Jimmy echoed some of that sentiment back home.
“It was, ‘I’ve got to write. I’m a writer. I’m not an actor. What am I doing? I’ve got to write,” Kevin recalls.
Jimmy was ready to quit, but Rosemary energetically reminded him that he could not just give the money back because it was gone. He then noticed something that had not been in the script until a week before shooting began. Friedkin had added a high-speed car chase extending under the elevated subway trucks on McDonald Avenue in Brooklyn.
Here was something Friedkin could not just shrug away, as he had when Breslin sought to get out of his contract by saying he was a writer not an actor.
“He was also not a driver,” Kevin said.

James affirmed, “Popeye Doyle had to drive a car… My father never set foot behind the wheel of a car in his life.”
James added, “Nobody would have thought to ask him. You assume people f---ing drive, right?”
Jimmy was out. Hackman got the part, which included the harrowing car chase. He was most definitely an actor.

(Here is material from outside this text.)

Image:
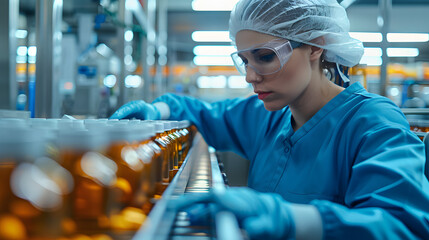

After Hackman received that year’s Academy Award for best actor in a leading role, the phone rang in the Breslin house. Friedkin was calling.
“It was Billy,” Kevin remembered. “He goes, ‘Jimmy, that was your Academy Award. That was your Oscar.’ I think my father said to him, ‘Billy, I’m a writer.’”
Jimmy got the Pulitzer Prize for commentary in 1986. He died in 2017, leaving one unresolved issue from his nano-career as a movie actor.
“I don’t think he gave back the money,” Kevin reported.
Hackman had proceeded from The French Connection to numerous other roles, winning an Oscar In 1992 for best supporting actor in Unforgiven. He gave his all to every role until he retired in 2004. He was found dead along with his wife and a dog in his New Mexico home on Wednesday. The cause of death was still being investigated on Thursday.

What is certain is that Hackman, like Breslin, will be remembered as one of the immortals of their chosen calling.
“What a fantastic actor,” James said. “He seemed like somebody from another period of time in life when it was a little more focused and simplified.”
James then spoke of Hackman as his father might have written.
“He certainly was worth going to the movies for,” James said. “I’ll put it that way.”